Sin embargo, el panorama se antoja sombrío en los Estados Unidos. Si bien es muy poco probable que Donald Trump quiera abrir más frentes de debate de los que ya tiene, y por lo tanto evitará cuestionar la independencia de los nueve territorios que han avanzado por el momento con modelos de regulación de marihuana, existen leyes federales en torno a los sistemas policiales, carcelarios y bancarios que podrían afectar el buen desarrollo de estos aún jóvenes ejercicios de política pública.

La falta de liderazgo de la flamante administración Trump sobre esta materia ya se hace palpable en los debates internacionales. Este mensaje se ha leído de manera clara entre los gobiernos de América Latina que, más allá de impulsar sus debates nacionales, se encuentran actualmente estancados en la implementación de políticas aprobadas (como en Uruguay), en la aprobación final de políticas propuestas (Brasil, Colombia y México), ante procesos electorales que han producido discursos e iniciativas conservadoras con la clara intención de captar votos (Ecuador) o, incluso, ante un cambio de estrategia por parte del titular del ejecutivo (Guatemala).

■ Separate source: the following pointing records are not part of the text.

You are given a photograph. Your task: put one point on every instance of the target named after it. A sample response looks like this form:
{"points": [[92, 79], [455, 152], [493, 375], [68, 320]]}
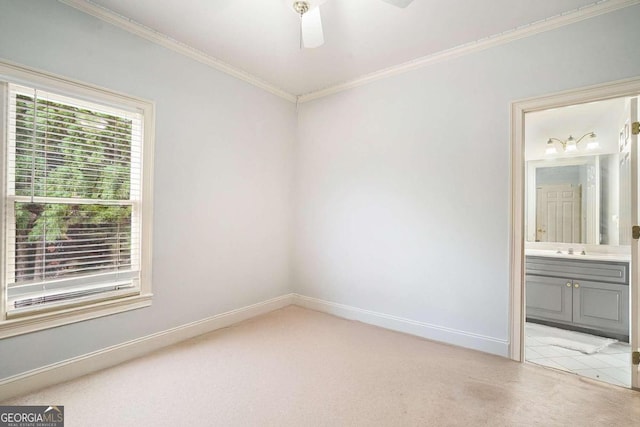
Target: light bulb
{"points": [[551, 149], [593, 143]]}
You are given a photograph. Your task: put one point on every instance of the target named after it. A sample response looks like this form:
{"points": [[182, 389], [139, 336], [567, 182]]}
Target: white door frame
{"points": [[622, 88]]}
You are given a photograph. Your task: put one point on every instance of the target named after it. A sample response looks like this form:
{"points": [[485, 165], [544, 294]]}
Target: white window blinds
{"points": [[73, 193]]}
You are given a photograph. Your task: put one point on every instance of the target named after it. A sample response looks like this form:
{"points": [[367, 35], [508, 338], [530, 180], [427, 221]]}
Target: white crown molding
{"points": [[599, 8], [140, 30]]}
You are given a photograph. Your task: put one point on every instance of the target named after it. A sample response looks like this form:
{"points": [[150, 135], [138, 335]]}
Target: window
{"points": [[75, 205]]}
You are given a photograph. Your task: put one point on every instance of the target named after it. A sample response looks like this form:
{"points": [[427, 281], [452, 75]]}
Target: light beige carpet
{"points": [[296, 367]]}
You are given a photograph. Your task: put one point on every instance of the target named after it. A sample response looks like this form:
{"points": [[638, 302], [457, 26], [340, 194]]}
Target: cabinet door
{"points": [[603, 306], [549, 298]]}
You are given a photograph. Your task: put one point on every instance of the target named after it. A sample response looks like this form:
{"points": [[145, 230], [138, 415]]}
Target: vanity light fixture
{"points": [[570, 144]]}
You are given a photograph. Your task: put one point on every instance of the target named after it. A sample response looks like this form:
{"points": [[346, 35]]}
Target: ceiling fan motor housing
{"points": [[301, 7]]}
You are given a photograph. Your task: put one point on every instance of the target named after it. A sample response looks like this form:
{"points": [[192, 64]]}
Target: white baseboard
{"points": [[82, 365], [425, 330]]}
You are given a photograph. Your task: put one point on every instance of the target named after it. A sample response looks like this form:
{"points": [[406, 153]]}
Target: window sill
{"points": [[38, 322]]}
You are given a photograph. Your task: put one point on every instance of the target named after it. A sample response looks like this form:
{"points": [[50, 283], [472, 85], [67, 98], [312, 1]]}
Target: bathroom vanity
{"points": [[588, 293]]}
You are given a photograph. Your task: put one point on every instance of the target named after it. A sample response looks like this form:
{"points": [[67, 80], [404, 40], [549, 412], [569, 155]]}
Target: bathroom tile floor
{"points": [[611, 365]]}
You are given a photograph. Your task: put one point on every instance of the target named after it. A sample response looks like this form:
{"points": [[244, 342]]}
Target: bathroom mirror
{"points": [[574, 200]]}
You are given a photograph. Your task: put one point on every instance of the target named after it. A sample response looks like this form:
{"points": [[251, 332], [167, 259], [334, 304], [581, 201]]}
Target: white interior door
{"points": [[558, 213], [631, 135]]}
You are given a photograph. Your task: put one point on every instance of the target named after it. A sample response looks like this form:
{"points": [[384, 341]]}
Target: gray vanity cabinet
{"points": [[604, 306], [549, 298], [592, 296]]}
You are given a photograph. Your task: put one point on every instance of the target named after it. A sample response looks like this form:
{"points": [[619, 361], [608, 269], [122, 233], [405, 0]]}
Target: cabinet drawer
{"points": [[601, 271]]}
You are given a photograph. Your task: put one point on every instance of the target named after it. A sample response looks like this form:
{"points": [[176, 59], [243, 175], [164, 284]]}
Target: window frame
{"points": [[102, 304]]}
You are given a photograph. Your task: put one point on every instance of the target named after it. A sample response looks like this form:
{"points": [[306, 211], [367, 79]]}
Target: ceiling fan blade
{"points": [[312, 35], [399, 3]]}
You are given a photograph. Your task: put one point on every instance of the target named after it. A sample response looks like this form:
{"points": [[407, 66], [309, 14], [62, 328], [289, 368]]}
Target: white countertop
{"points": [[577, 255]]}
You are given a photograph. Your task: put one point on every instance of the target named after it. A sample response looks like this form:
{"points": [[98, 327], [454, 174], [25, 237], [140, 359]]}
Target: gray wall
{"points": [[402, 185], [222, 190]]}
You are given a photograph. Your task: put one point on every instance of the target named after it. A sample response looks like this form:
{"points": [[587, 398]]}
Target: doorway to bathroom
{"points": [[574, 258]]}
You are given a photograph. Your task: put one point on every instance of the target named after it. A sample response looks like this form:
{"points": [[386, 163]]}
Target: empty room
{"points": [[333, 212]]}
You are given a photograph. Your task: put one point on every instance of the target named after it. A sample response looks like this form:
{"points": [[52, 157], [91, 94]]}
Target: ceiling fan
{"points": [[311, 34]]}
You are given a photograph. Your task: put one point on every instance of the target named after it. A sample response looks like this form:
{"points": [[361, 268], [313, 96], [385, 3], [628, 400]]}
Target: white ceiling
{"points": [[261, 37]]}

Pero no todo está perdido. Un viejo refrán alerta sobre la posibilidad de reinvención y apelación a los nuevos caminos que presenta cualquier crisis. Esto no podría ser diferente en el caso de la política de drogas y, de hecho, parece que el reto por delante es uno que transformará a América Latina durante la próxima década.

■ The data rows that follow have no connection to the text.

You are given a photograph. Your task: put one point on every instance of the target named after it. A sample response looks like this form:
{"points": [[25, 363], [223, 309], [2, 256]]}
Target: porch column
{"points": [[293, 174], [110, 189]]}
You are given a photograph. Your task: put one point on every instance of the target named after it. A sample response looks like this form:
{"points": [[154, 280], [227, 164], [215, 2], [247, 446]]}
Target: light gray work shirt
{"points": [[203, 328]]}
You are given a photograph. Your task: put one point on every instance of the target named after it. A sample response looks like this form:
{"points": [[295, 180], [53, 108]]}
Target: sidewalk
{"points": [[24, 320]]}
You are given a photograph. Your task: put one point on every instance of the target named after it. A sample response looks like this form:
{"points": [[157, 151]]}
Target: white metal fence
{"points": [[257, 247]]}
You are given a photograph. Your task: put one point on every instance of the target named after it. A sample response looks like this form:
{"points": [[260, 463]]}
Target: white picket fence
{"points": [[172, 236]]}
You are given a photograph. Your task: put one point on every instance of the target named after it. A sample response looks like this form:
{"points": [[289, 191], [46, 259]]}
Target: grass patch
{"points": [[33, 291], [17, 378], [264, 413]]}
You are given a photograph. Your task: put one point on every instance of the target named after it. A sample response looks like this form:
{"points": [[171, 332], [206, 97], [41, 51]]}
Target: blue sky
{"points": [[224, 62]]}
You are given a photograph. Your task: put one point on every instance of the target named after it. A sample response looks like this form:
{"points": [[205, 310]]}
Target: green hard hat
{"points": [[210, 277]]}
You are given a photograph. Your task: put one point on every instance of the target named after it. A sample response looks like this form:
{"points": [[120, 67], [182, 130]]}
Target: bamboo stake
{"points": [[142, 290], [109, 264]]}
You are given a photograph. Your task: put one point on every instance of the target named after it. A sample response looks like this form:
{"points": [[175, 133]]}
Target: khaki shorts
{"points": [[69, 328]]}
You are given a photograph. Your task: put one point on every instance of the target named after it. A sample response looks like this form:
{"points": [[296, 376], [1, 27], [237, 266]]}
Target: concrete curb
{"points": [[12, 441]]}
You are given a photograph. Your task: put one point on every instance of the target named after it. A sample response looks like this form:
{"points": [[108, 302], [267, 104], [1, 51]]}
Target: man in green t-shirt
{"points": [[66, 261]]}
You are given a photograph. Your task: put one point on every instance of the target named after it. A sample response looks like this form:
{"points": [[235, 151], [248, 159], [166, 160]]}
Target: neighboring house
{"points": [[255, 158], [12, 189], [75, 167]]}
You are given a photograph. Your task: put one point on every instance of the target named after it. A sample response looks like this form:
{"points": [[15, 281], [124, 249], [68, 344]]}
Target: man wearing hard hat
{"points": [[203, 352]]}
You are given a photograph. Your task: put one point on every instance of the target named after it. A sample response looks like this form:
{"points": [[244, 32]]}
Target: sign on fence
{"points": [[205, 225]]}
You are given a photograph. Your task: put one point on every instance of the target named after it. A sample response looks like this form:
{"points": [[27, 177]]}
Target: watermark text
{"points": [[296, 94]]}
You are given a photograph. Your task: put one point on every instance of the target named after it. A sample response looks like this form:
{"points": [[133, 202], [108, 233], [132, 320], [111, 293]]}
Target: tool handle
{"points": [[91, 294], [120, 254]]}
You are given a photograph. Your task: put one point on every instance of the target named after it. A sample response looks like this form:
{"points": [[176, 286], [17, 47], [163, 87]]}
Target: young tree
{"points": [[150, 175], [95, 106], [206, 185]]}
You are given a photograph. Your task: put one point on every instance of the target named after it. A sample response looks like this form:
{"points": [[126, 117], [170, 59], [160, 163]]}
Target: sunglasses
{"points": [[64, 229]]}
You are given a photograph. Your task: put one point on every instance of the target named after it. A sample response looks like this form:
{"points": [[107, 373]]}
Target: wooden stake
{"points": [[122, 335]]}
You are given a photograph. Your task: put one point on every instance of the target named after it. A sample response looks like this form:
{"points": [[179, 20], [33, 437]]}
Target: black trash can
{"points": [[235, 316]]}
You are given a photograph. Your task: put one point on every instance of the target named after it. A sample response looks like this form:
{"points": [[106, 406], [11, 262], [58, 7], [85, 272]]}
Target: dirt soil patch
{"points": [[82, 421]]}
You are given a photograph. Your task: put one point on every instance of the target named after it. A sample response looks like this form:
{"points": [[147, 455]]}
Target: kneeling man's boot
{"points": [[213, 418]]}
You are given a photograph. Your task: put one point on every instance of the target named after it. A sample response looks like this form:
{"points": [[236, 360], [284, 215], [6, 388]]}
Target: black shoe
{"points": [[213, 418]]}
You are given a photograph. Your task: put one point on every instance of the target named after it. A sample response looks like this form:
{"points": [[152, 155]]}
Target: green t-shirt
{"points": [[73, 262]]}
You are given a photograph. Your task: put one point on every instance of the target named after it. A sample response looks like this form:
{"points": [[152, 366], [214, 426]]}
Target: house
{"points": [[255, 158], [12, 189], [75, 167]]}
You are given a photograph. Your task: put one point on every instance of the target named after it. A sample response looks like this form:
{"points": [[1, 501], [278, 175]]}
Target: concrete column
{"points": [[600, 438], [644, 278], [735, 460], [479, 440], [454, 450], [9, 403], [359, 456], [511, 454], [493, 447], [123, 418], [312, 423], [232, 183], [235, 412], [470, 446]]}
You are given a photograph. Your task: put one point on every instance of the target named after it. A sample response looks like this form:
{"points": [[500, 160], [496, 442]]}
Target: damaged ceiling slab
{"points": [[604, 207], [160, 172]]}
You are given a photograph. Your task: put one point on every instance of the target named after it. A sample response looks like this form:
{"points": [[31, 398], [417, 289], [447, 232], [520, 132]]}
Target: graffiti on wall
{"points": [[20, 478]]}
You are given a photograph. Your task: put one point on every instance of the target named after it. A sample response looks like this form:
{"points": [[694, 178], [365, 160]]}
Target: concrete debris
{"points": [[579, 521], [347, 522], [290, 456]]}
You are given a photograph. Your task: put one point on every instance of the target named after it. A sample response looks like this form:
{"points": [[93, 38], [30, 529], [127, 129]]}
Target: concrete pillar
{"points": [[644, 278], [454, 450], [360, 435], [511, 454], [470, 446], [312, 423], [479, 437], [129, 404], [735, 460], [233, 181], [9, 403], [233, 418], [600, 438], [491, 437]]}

El planteamiento de nuevas y mejores políticas de drogas es un desafío complejo que debe trabajarse bajo la lógica transnacional del fenómeno. En este sentido será importante observar lo que realice la flamante Comisión de Política de Drogas del Hemisferio Occidental, una comisión independiente del gobierno estadounidense que evaluará las políticas de drogas en América Latina y el Caribe y formulará recomendaciones al Presidente y al Congreso de EU. Asimismo, los países latinoamericanos deben plantear ambiciosas reformas que coloquen al ser humano como eje central de la política pública.

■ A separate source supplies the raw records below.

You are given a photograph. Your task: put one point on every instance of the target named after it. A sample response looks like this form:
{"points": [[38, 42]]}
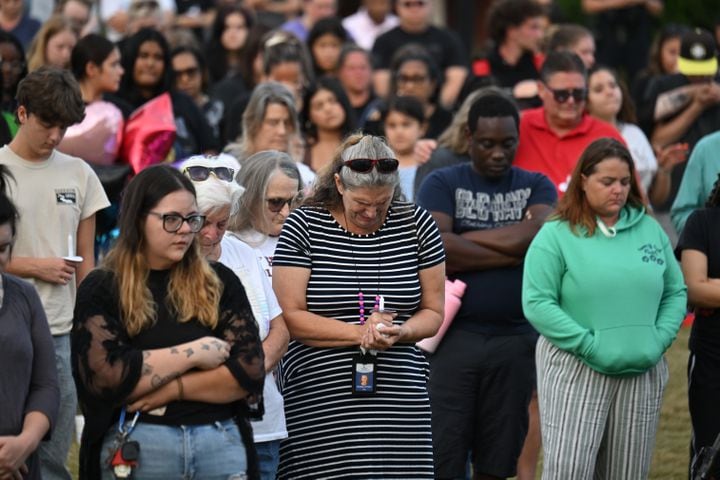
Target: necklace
{"points": [[361, 296], [609, 232]]}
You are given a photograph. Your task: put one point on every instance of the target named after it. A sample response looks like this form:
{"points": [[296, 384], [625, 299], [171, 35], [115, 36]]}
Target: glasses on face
{"points": [[562, 96], [190, 72], [365, 165], [416, 79], [172, 222], [413, 3], [13, 65], [200, 174], [276, 205]]}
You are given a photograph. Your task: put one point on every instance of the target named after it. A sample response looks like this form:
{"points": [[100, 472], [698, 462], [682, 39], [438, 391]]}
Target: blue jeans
{"points": [[268, 458], [209, 452], [53, 453]]}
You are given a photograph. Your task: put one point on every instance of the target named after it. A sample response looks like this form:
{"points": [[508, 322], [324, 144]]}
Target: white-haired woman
{"points": [[273, 184], [218, 198]]}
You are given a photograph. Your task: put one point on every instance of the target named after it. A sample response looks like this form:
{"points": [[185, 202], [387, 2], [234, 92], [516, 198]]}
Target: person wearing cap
{"points": [[687, 104]]}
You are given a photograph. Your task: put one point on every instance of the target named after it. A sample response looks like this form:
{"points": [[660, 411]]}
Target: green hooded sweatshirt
{"points": [[616, 302]]}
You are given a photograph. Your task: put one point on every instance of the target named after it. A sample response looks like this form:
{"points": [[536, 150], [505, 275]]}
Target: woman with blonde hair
{"points": [[53, 44], [168, 342]]}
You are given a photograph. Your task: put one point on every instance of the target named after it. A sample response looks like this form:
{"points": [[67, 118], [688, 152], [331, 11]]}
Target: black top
{"points": [[28, 377], [443, 45], [107, 362], [708, 122], [702, 233]]}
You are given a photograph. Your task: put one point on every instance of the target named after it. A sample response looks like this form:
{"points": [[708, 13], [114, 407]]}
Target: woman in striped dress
{"points": [[359, 276]]}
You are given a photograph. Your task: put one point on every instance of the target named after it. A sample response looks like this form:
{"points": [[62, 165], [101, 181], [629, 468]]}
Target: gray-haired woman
{"points": [[270, 122], [272, 187], [218, 199], [346, 258]]}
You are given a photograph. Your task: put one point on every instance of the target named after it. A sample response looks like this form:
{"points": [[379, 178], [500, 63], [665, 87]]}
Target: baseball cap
{"points": [[698, 54]]}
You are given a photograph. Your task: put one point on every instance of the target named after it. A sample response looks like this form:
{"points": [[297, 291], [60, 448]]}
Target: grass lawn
{"points": [[670, 460]]}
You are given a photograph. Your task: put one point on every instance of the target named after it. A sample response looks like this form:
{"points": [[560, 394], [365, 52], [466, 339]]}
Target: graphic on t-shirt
{"points": [[65, 196], [476, 208]]}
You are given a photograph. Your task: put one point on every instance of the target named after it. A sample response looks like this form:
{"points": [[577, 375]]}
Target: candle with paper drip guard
{"points": [[71, 257]]}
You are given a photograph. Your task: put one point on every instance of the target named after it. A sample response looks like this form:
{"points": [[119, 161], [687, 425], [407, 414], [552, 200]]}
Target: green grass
{"points": [[670, 460], [671, 457]]}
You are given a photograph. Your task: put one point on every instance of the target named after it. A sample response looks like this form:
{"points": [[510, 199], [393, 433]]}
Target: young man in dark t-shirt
{"points": [[443, 45], [482, 374]]}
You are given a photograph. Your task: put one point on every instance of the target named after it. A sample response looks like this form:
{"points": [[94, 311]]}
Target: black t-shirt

A quienes formamos parte de la nueva generación de defensores de la reforma de la política de drogas nos queda la inmensa tarea de mantener abierto el debate en la región, y seguir avanzando en reformas legales a pesar de los complejos contextos políticos y electorales por venir durante los próximos años. La construcción de una América Latina más pacífica y sin violencia, donde primen los derechos humanos y la salud pública, depende de ello.